What is the most important lesson you would teach an emerging and impressionable graphic design student in relation to their approach to typography?

Sit and actually read what you’re designing.

You once said that Comic Sans should ‘never to be let out again’. Can you see a time when it will come back in an ironic modern- retro-hipster-cool way? Think the revival of moustaches, Helvetica, Casio watches, old Nokias etc…

Like I say, everything has its time in the sun (and that goes for all of us). Every typeface has a purpose, no matter how seemingly pointless. Typography is about appropriateness not fashion, and sometimes it’s appropriate to be fashionable.

What is one tip you would give to the average office worker who has no idea about type, but uses it daily in presentations, office posters, mail-outs and so on?

Put on a voice that suits the typeface you’re using and read out the text aloud. If it’s how you want it to sound, then you’re doing OK.

You have been a lecturer in typography since 1991, and a past student of yours recently said that he was ‘blessed’ to have you at RMIT. Could you please talk some more about your commitment to and passion for lecturing/teaching?

I’ve been practising and teaching for the same number of years, and that is no coincidence. Teaching, research and inquiry have always been an essential part of how the studio operates. Being a hybrid in this way has a lot of benefits. It’s great to see more design research in the graphic design field, closing the split between the ‘industry’ and the ‘academy’. Having said that, we have two current threats to this – an academic shift towards over-qualified design lecturers with very little exposure to practice, and some private design colleges running short-term software courses marketing themselves as graphic design schools.

Earlier this year a rescue fund organised by California Governor Arnold Schwarzenegger succeeded in saving the iconic Hollywood sign from developers.What typographic icons in your hometown of Melbourne (or Australia), do you think must never be taken down, and why?

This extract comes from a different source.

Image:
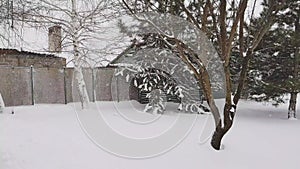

There are many – in fact too many to name. For the book I am currently writing we have been researching hundreds of typographic sites – the more you look the more you find. Not that I want to sound too Melbourne-centric, but we do have a lot of them here. It was so sad that Sydney lost Sharpies a few years ago. I’d stand there for ages transfixed by that neon loop. I’m hoping that with the ‘mainstreaming’ of public interest in letters, we can have such sites protected under a new category – typographic significance. You’ve always got to have a dream.